Monday, December 10, 2007

They sure grow up quickly...

I saw Alien3 when I was about 7. I saw Aliens on October 14th, 2000. Somehow it took a further 7 years for me to get around to watching the original. I must say that I was very pleasantly surprised. I would probably place it as the best film we watched this semester (excluding the Matrix since I had already seen it). The whole atmosphere of the film was absolutely phenomenal. The opening sequence of slowly moving across empty space and then through the dead corridors of the ship was truly brilliant. Right away the tone of the entire film is set.

I have read that Alien was a slowly paced film, but I would have to disagree. I would say that it was perfectly paced. It is slow, but it needs to be. Life IS slow for these people as they are essentially prisoners aboard this lonely old ship. No matter how good a mood they may be in, there always that sense of dread at being aboard this dark, steampunk-esque vessel with nowhere to turn. Unlike Blade Runner, I felt like the darkness worked perfectly.

The Alien itself is truly a classic creature of horror. Within moments of the little bastard tearing its way into the world, it ceases being just another Sci-Fi beast and becomes a nightmarish demon. This is where I really felt like the film succeeded. It was sci-fi with reminding the audience constantly that this is the future and things are totally different. Instead, it tells you upfront that this is the future and leaves it at that. From then on, these are just people like you and me that just happen to be in slightly different circumstances. So when they find themselves in a situation where they are being picked off one by one, I don't question the setting or situation, I just buckle in and go for the ride.

As I don't have the reader with me at this moment, I cannot quote or even remember the name of the article, but I really do want to discuss the whole "femininity" issue at stake. Ripley never felt like a "classical Hollywood woman" to me throughout the film. Perhaps I am too detached from said society, but I did not have any issue with accepting her as a heroic lead. Williams, Clover, and other have written in detail about the place of the woman in the horror film. Clover, for example, has a term called the "final girl." In your typical slasher flick, this is the girl who manager to survive the serial killing due to intelligence and cunning. Clover argues that this turns her into a masculine character and possibly defeats the idea of a female hero all together. In Alien, I don't really feel like Ripley could be placed in this category. I don't see her as a strong-female-type. I see her as a person who has seen a whole lot of shit in her time and has been built into the heroic, strong person that she is. She is a badass who happens to be a woman, not a woman who happens to be a badass.

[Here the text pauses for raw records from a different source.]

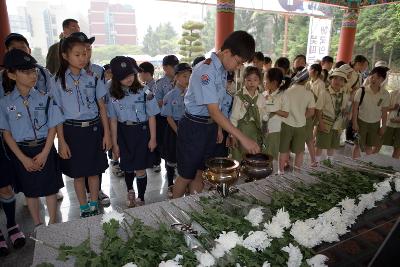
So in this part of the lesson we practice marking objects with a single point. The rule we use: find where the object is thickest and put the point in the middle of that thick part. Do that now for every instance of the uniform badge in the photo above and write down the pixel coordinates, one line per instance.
(207, 61)
(205, 80)
(11, 108)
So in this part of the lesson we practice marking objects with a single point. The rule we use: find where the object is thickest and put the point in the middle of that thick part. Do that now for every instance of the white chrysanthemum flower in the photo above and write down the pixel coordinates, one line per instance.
(317, 261)
(204, 259)
(382, 189)
(226, 242)
(107, 217)
(303, 234)
(397, 184)
(255, 216)
(348, 211)
(257, 241)
(282, 217)
(169, 263)
(274, 229)
(366, 201)
(295, 255)
(325, 232)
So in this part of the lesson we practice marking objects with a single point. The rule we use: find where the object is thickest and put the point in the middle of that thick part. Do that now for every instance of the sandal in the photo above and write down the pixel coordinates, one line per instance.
(16, 236)
(3, 246)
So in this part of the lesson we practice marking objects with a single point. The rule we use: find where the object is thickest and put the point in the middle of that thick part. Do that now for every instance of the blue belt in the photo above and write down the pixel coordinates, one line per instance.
(32, 143)
(79, 123)
(199, 119)
(133, 123)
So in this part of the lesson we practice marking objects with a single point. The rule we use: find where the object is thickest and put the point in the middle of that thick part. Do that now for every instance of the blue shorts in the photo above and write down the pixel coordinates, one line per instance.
(196, 143)
(7, 174)
(133, 143)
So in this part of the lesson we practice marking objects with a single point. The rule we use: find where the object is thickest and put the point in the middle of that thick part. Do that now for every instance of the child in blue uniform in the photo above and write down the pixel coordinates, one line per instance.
(85, 136)
(146, 72)
(97, 72)
(162, 87)
(133, 125)
(197, 132)
(44, 81)
(29, 119)
(173, 109)
(223, 141)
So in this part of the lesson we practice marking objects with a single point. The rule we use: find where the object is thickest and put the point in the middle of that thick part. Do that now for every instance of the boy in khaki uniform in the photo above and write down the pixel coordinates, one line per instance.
(293, 131)
(368, 116)
(331, 106)
(392, 133)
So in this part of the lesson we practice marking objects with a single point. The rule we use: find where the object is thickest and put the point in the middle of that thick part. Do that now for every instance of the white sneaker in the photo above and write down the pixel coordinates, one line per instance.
(24, 201)
(156, 168)
(59, 195)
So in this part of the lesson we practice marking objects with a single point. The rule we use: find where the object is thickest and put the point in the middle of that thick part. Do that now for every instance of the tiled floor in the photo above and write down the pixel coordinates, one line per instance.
(69, 209)
(69, 206)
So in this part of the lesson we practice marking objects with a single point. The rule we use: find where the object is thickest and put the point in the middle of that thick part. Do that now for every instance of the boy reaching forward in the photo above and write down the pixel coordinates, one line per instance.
(197, 131)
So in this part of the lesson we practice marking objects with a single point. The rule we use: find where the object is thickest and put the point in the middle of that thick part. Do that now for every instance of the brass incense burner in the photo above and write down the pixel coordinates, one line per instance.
(223, 173)
(256, 166)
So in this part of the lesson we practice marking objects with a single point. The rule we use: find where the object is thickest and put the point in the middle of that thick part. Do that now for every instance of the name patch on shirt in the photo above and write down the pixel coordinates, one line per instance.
(205, 80)
(11, 108)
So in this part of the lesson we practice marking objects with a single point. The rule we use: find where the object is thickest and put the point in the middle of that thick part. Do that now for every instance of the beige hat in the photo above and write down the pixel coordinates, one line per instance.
(381, 63)
(346, 68)
(339, 73)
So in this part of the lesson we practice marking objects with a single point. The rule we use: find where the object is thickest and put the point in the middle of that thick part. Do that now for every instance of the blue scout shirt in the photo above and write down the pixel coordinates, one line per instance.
(78, 100)
(26, 118)
(97, 71)
(162, 87)
(151, 85)
(226, 106)
(207, 85)
(173, 105)
(43, 83)
(132, 107)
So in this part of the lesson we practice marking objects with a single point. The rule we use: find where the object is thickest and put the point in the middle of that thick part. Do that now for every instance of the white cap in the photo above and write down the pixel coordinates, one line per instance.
(381, 63)
(346, 68)
(339, 73)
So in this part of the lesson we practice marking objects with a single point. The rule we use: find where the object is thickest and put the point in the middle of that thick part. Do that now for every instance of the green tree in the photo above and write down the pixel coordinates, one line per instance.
(162, 40)
(297, 35)
(190, 43)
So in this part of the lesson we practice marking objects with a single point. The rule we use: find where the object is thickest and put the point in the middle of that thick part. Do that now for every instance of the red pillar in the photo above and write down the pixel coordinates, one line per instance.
(224, 21)
(4, 27)
(348, 34)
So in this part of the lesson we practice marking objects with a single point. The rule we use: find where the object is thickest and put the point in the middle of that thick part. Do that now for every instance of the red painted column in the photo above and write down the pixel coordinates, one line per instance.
(348, 34)
(225, 18)
(4, 27)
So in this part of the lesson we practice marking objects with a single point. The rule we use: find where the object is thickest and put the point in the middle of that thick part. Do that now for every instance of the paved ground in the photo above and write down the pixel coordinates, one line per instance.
(69, 206)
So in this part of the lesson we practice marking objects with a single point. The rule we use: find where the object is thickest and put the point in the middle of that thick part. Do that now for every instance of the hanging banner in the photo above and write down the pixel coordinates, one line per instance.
(319, 34)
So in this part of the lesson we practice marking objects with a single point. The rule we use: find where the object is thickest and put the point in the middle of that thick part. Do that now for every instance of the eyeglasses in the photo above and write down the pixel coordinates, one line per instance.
(238, 60)
(30, 71)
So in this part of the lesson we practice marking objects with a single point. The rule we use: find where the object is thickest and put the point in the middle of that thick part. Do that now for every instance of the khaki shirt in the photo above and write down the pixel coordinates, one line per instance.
(275, 102)
(394, 99)
(239, 108)
(327, 103)
(371, 108)
(316, 86)
(354, 81)
(299, 99)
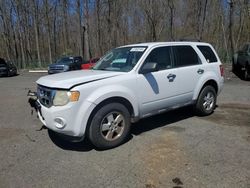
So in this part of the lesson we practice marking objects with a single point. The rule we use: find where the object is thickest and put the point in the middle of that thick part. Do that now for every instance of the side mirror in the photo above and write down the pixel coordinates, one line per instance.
(148, 67)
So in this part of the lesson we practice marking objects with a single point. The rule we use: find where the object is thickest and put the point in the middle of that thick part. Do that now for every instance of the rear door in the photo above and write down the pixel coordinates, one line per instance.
(174, 82)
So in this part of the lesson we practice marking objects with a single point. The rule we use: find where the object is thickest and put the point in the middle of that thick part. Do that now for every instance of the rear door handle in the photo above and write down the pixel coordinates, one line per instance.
(171, 77)
(200, 71)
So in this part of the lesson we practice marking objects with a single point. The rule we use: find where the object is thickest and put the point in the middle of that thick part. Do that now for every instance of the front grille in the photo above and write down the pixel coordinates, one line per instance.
(45, 96)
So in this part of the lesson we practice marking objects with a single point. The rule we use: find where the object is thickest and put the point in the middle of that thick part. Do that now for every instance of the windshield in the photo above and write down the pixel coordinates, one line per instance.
(120, 59)
(64, 61)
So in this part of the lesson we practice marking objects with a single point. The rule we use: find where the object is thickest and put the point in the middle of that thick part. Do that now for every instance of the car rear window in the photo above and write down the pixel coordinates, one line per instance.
(208, 54)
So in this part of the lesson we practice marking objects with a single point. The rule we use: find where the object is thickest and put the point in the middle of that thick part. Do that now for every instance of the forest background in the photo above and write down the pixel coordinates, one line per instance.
(34, 33)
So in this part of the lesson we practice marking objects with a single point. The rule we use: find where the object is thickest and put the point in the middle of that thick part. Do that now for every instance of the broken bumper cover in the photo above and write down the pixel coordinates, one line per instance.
(70, 120)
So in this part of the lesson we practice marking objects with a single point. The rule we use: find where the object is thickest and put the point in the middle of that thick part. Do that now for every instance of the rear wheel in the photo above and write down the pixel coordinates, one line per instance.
(206, 101)
(110, 126)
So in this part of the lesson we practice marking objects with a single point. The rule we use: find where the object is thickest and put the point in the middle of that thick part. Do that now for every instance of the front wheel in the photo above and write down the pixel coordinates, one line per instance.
(110, 126)
(206, 101)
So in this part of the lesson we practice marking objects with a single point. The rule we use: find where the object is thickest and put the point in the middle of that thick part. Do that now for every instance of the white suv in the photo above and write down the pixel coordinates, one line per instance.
(130, 83)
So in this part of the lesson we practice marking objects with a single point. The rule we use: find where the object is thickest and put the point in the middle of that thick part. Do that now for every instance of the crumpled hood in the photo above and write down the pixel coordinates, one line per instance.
(70, 79)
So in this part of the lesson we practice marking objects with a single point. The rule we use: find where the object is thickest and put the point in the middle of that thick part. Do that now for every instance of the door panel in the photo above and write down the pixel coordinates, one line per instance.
(170, 87)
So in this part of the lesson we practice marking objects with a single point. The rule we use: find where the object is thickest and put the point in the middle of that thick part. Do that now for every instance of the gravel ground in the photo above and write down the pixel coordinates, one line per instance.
(175, 149)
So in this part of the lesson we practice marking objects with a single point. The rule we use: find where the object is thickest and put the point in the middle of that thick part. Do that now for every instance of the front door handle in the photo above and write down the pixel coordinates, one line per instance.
(200, 71)
(171, 77)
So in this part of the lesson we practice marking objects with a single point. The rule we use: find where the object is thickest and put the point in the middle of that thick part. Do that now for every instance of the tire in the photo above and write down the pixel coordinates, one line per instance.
(206, 102)
(110, 126)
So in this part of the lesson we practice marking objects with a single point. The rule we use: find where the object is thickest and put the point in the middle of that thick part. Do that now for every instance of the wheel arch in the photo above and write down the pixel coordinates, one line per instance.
(115, 99)
(210, 82)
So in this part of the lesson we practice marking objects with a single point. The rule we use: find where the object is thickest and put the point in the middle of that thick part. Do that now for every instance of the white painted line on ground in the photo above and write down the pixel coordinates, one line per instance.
(38, 71)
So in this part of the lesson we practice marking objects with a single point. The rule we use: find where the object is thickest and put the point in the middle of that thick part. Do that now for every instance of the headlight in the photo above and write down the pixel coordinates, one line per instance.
(62, 97)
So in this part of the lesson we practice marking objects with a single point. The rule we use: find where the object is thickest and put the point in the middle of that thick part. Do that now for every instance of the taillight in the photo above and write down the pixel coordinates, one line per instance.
(221, 70)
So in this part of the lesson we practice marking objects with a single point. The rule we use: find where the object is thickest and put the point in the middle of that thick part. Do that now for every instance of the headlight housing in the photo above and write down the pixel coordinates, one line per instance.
(63, 97)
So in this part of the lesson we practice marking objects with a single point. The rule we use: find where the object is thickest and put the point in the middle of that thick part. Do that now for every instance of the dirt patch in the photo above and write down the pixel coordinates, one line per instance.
(10, 133)
(231, 114)
(163, 157)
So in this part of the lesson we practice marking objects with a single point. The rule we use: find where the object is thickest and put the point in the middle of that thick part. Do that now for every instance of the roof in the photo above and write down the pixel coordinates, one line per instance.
(151, 44)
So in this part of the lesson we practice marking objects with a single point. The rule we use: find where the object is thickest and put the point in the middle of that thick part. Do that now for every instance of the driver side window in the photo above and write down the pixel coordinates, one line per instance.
(161, 56)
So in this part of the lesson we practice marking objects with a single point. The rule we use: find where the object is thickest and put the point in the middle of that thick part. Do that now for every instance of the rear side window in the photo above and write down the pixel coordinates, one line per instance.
(208, 54)
(185, 56)
(161, 56)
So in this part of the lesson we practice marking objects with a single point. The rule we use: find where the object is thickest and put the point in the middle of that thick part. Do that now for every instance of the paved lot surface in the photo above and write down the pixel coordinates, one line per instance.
(176, 149)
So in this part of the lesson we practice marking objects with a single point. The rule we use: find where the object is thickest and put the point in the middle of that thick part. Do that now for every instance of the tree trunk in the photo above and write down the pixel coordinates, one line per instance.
(231, 26)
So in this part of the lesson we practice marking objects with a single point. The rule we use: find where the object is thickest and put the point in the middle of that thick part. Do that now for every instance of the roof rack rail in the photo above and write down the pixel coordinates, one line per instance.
(189, 39)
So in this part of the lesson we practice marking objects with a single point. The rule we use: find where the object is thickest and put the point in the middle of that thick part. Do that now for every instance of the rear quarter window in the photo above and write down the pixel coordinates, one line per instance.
(208, 54)
(185, 56)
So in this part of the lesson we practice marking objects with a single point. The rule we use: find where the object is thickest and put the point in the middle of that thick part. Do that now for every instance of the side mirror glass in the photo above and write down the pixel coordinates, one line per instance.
(148, 67)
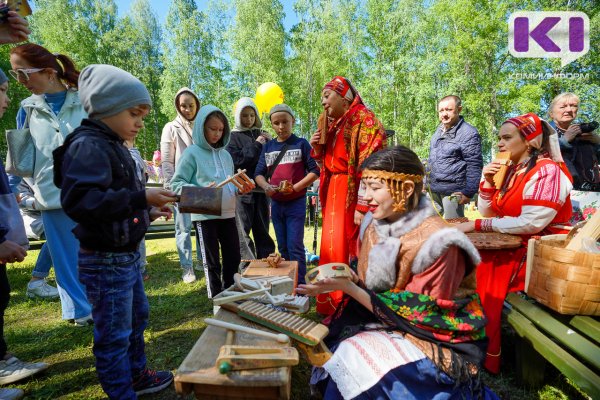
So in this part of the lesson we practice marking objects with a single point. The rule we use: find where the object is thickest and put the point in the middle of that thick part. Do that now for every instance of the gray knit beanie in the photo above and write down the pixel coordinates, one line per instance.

I must be honest, the final scene of the movie really through this all on its head. In a stroke of true cinematic genius, Ripley becomes a stereotypical woman for all of 10 minutes at the end. When she is in the shuttle prior to discovering the presence of the Alien, she somehow manages to shrug off the ridiculous amount of terrible shit that has happened to her. She starts to strip down and walk around the small space in just a tattered tank-top and her underwear. Her mannerisms all transform into those of a beautiful, half-naked woman. It feels like Scott was going "yeah, she was this fierce, manly badass... but take a look now... she's a sexy, innocent little girl." It really is quite shocking. Weaver really pulls this off. She looks completely comfortable, albeit terribly out of place.

Then, bam, the Alien is back. After my first screening I really wished that the film had ended on the note of Ripley just lounging around without a care in the world. Now, after re-seeing the scene, I feel it was necessary to put her back into her prior role for the closure of the film. It almost transforms from earlier. Now she is a woman who happens to be a badass. Quite a shocking little twist, really.